Publié le Catégorisé comme Hélène Parker, Un amour (a letter . a litter)

Tous ces mots écrits hier à Paris comme nous faisions la valise pour venir ici, à Boissac, près du château de Ligoure où a lieu le stage de tai chi, où je suis avec Édouard.

Le soleil se lève, je suis dans le jardin. Je fume. Je ne sais pas comment j’arrêterai cette fois. Depuis quelques temps, j’ai recommencé à me réveiller tôt, vers 4 heures. Il ne fait pas si chaud, si tôt.
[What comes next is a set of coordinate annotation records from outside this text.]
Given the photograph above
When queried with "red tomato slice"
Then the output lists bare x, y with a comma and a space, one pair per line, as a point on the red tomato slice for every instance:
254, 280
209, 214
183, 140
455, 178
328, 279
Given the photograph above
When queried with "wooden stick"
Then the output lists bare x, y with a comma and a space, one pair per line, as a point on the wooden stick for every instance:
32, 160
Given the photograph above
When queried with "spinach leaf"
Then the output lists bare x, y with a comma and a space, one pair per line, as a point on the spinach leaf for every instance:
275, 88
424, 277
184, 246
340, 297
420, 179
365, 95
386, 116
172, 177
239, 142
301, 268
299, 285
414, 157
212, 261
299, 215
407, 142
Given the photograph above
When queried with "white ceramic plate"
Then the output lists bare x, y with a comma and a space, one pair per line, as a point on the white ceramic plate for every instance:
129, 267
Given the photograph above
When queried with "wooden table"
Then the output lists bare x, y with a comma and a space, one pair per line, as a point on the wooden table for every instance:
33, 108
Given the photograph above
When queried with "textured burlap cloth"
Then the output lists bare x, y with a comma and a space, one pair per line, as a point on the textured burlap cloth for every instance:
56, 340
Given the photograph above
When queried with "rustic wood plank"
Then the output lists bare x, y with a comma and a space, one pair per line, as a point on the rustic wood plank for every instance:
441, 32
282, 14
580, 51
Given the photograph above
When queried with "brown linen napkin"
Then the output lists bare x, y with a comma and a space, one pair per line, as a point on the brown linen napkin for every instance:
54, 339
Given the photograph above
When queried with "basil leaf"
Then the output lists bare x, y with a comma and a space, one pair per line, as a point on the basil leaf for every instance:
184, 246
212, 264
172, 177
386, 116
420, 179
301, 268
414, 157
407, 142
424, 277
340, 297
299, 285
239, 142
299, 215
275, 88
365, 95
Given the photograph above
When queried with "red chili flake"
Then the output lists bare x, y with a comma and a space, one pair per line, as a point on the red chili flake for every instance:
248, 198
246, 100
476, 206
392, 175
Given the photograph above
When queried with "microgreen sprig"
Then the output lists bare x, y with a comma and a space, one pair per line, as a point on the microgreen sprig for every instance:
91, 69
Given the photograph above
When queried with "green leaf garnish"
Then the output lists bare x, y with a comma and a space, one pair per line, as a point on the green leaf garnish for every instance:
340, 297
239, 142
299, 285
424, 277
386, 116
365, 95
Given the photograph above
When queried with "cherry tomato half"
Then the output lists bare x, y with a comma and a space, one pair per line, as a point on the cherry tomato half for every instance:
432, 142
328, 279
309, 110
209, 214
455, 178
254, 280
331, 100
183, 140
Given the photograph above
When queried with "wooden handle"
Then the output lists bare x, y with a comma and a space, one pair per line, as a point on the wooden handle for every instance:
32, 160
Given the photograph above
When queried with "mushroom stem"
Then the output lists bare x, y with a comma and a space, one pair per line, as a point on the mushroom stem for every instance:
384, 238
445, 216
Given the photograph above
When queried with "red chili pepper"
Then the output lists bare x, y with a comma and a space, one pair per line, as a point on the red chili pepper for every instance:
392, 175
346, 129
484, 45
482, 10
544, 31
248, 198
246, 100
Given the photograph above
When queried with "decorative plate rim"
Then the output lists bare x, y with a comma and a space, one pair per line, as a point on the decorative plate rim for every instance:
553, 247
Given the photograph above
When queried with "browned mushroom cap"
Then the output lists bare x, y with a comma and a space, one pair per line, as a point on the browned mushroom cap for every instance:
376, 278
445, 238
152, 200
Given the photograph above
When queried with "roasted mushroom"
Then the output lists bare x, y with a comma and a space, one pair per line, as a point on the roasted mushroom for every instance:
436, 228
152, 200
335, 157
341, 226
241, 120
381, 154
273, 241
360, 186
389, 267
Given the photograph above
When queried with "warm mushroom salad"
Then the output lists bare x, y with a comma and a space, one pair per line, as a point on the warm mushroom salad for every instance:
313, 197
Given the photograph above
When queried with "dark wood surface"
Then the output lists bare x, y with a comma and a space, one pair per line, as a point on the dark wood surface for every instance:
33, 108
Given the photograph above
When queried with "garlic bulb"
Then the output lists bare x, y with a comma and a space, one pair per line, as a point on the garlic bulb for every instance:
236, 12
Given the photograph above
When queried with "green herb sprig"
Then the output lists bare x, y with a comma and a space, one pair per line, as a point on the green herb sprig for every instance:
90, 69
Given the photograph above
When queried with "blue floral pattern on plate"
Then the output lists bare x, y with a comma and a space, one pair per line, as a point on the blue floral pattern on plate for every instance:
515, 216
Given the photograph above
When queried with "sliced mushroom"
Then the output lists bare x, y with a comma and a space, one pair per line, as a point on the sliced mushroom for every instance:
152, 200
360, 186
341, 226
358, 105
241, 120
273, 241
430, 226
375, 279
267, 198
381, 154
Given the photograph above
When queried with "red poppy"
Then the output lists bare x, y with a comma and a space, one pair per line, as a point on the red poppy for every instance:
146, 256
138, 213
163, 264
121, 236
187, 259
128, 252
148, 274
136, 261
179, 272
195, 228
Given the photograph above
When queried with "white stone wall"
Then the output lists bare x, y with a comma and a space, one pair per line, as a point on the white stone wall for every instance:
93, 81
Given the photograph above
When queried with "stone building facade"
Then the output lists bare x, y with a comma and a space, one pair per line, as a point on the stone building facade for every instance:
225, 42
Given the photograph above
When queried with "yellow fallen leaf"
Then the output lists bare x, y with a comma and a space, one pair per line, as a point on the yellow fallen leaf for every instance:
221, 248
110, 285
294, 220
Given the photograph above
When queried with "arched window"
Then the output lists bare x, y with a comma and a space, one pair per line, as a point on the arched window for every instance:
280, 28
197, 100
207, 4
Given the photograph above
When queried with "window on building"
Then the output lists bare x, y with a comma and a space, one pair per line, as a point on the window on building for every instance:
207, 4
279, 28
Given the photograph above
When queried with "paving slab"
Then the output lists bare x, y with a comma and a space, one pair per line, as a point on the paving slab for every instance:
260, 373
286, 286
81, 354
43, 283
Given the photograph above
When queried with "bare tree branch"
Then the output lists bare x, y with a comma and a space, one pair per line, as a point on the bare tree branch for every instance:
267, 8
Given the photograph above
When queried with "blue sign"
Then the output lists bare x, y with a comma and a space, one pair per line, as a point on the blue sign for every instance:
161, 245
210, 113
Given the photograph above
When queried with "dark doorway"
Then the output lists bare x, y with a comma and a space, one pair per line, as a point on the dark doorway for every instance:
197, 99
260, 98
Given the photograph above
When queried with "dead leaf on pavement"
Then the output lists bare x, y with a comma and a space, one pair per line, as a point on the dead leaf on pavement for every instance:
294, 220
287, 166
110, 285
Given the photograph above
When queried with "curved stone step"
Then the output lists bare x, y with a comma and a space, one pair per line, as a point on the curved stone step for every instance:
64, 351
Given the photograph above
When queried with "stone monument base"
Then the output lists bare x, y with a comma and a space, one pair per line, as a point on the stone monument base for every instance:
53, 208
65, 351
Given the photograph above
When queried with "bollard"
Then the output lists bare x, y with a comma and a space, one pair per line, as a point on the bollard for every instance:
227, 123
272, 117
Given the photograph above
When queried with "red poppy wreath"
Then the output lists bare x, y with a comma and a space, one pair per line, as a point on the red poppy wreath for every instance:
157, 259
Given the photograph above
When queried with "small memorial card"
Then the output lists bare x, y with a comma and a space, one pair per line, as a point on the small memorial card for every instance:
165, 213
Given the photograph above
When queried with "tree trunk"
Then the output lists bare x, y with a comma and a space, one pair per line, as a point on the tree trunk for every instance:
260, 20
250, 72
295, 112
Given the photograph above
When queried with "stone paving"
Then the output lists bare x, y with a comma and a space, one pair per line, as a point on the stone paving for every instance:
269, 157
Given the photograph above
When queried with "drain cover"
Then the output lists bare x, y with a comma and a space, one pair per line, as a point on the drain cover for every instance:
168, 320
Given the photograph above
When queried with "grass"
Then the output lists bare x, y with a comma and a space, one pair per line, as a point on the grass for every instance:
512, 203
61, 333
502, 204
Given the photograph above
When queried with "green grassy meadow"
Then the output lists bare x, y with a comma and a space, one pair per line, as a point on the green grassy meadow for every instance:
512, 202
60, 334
Ce qui me manque peut-être le plus c’est de lui écrire. Là, je lui dirais, tu sais Nathan, j’ai recommencé à fumer, et à boire, beaucoup.

Et tous ces mots, d’hier. Ce sont eux qui commandent à mon désir, eux qui le provoquent, de m’y laisser aller. C’est ce qu’il me semble.

A l’instant, j’ai envie de me laver les dents, laver le visage, fumer encore une cigarette, rester dehors, n’avoir pas froid. Écrire des choses qui soient les bonnes, qui soient ce que je dois écrire, pour satisfaire mon désir d’écrire. Aimerais trouver à écrire ce qu’il faut pour satisfaire mon désir d’écrire et que ce ne doive plus été adressé. J’aimerais un bain très chaud, puis des massages à l’huile. Il faut que je songe au fait que j’ai pu me passer de cigarette. Que j’ai pu me passer de N. Que j’ai vécu sans lui. Quand nous arrivions hier en voiture, que nous pénétrions le pays, roulant depuis la gare de pour venir ici, il me semblait tellement me rapprocher de lui, je lui aurais écrit : Tu es là, tu es partout, je te sens, et il m’aurait répondu dans ce sens, et nous nous serions beaucoup exaltés (faut-il un sens, non, un s à exalté ?).

Les lettres d’amour.

Si nous étions davantage séparés, Édouard et moi, je l’aimerais plus. Je ne sais comment recréer cette séparation. Je me demande si mon exaltation épistolaire ne tient qu’au fait que mes parents se soient rencontrés ainsi, par correspondance, et si je peux me sortir de ça.